With age and as tissues in the eye break down and clump together, lenses in the eyes become thicker, less flexible, and less transparent. This condition, known as a cataract, clouds small areas of the lens in its early stages. In time, the cloudiness (or cataract) typically worsens and involves larger parts of the lens.

In people with cataracts, light is scattered instead of focused as it passes through the lens, which prevents a defined image from reaching the retina. As a result, vision is blurred. People with cataracts often find it difficult to read, drive a car especially at night, and see details such as facial expressions. Cataracts can develop in one or both eyes.

Cataracts can cause:

• Cloudy, blurry, or dim vision

• Sensitivity to light and glare

• Poor night vision

• Double vision in one or both eyes

• Lights that appear to have halos

• Colors that appear faded or yellowed

There are different types of cataracts. For example, nuclear cataracts affect the center of the lens, whereas cortical cataracts affect the edges of the lens and posterior subcapsular cataracts affect the back of the lens. Cataracts that occur as a result of inherited syndromes are known as congenital cataracts. Whatever their type or cause, all cataracts can be treated with surgery.

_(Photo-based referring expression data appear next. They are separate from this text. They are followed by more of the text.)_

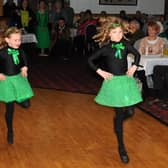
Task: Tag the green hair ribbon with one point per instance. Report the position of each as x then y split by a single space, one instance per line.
118 48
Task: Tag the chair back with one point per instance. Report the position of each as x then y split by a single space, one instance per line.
90 32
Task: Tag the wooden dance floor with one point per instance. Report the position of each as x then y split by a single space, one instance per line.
68 130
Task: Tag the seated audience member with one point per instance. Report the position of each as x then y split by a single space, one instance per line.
139 17
79 40
63 43
164 34
152 44
136 32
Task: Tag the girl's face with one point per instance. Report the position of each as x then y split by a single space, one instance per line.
152 32
116 34
14 40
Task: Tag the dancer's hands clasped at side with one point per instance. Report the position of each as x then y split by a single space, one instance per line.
104 74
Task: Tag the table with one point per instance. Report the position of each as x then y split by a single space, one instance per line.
28 38
148 63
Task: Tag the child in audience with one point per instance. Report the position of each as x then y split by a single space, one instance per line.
152 44
14 86
119 88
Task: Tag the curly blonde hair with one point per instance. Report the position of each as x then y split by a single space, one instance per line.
7 33
111 22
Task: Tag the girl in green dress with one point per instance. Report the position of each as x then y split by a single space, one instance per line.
14 86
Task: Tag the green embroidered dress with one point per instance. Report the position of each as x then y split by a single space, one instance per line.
15 87
121 90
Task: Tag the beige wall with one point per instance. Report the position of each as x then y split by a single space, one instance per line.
1 7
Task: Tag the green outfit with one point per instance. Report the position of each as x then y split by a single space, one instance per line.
42 31
111 92
15 88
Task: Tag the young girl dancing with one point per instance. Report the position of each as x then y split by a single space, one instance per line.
14 86
119 89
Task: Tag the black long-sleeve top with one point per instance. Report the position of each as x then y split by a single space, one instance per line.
7 66
114 65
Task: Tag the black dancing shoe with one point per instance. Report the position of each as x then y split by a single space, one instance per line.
10 137
123 155
129 112
24 104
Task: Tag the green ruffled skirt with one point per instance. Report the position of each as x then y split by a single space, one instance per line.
119 91
15 88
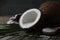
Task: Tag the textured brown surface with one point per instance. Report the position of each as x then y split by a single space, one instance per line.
4 19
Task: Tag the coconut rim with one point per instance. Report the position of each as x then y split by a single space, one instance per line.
37 18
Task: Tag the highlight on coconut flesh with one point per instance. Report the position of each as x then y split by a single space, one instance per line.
29 18
51 10
14 19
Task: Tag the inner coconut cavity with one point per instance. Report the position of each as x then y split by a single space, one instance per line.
29 18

Most cataracts develop as a result of aging or an injury that affects the tissue in the lens.

Other risk factors also can increase the odds for getting cataracts, including:

• Diabetes

• Excessive alcohol consumption

• Excessive sunlight exposure

• Exposure to ionizing radiation, including X-rays and cancer radiation therapy

• Family history of cataracts

• High blood pressure

• Obesity

• Previous eye surgery

• Corticosteroid medication treatment

• Smoking

"Although strong lighting and eyeglasses can help manage cataracts in their early stages, many people eventually need surgery to restore their eyesight," says Summit Medical Group Ophthalmologist Linda Hsueh, MD. "The good news is that surgery to remove cataracts is safe and effective."

If you've noticed changes in your vision, be sure to see your ophthalmologist. He or she will give you a comprehensive examination and discuss any concerns you have about your eyes.